A single misheard character in a booking reference, a loyalty number, or a passenger name can cascade into a complete authentication failure. The agent cannot look up the record, cannot verify the traveler, and cannot proceed. From the task completion perspective, this is a total failure. From the reasoning perspective, the LLM may have performed perfectly; the breakdown happened in the ASR layer before the LLM ever saw the input.

This failure mode compounds in the airline domain EVA uses for its benchmark, where identifiers like confirmation codes are alphanumeric strings with no semantic redundancy. There is nothing in the surrounding context that lets the model recover a misheard character. Compare this to a misheard city name, where a city-aware model can infer the correction from partial audio. Named entities in booking systems are deliberately opaque, and ASR models have little signal to fall back on.

The fact that EVA’s speech fidelity metric operates at the audio level, not the transcript level, means it can detect the symmetric problem on the output side: when the agent speaks a confirmation code and the user mishears a digit. These are real failure modes in production voice systems that only show up when you evaluate in audio.

Consistency Is the Overlooked Dimension

EVA reports metrics across k=3 trials per scenario using two distinct aggregations: pass@k, the probability that at least one run out of k succeeds, and pass^k, the probability that all k runs succeed.

The gap between these two numbers across all tested systems is large. Even configurations with strong pass@3 scores show weak pass^3 scores, meaning they can succeed but not reliably. For a voice agent deployed in a real call center, this distinction matters enormously. A system that completes a rebooking successfully two out of three times is not a system you can deploy at scale. The variance is the product.

This is an argument for pass^k as the primary benchmark metric for voice agents in production contexts, rather than pass@k, which measures peak capability. The two numbers tell very different stories about a system, and conflating them obscures the consistency gap that separates experimental performance from operational reliability.

What EVA Does Not Yet Cover

The benchmark is currently limited to 50 English-language airline scenarios. The domain is well-chosen for complexity, multi-step workflows with real authentication and ancillary service management, but generalization to healthcare, financial services, or customer support in other languages requires additional scenario sets that do not yet exist.

Prosodic quality is absent from the current metric suite.
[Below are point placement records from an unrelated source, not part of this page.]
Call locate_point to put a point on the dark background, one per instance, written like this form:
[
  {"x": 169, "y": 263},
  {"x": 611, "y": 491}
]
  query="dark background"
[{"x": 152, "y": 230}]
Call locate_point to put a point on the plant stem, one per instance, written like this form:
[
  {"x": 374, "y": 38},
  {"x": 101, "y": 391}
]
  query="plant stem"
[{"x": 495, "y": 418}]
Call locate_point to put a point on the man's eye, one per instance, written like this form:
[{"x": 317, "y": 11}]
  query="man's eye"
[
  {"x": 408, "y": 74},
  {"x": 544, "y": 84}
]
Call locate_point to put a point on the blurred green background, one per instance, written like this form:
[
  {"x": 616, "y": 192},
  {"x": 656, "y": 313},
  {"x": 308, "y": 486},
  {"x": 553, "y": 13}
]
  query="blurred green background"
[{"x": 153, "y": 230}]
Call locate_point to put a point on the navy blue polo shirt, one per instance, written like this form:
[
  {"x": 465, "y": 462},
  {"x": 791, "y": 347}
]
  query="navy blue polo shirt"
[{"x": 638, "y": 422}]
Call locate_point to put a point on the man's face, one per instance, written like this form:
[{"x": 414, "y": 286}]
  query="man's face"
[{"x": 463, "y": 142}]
Whether the agent sounds natural, conveys appropriate affect, handles pauses well, or produces robotic-sounding output with correct content, none of this is measured. The roadmap includes pronunciation, rhythm, and expressiveness assessment, along with noise robustness and multilingual support.

The requirement for commercial API access also limits who can run the full benchmark. An open evaluation framework that requires proprietary TTS and LLM APIs for its judge components is not fully open in practice.

These are real constraints, and the EVA authors list them clearly. The framework is the first serious attempt at this kind of comprehensive end-to-end voice agent evaluation, with the dataset and source code both publicly available. The value is not that it measures everything, but that it measures the right things together, task completion and conversational quality in a single evaluation run, using audio as the medium rather than text as a proxy for it.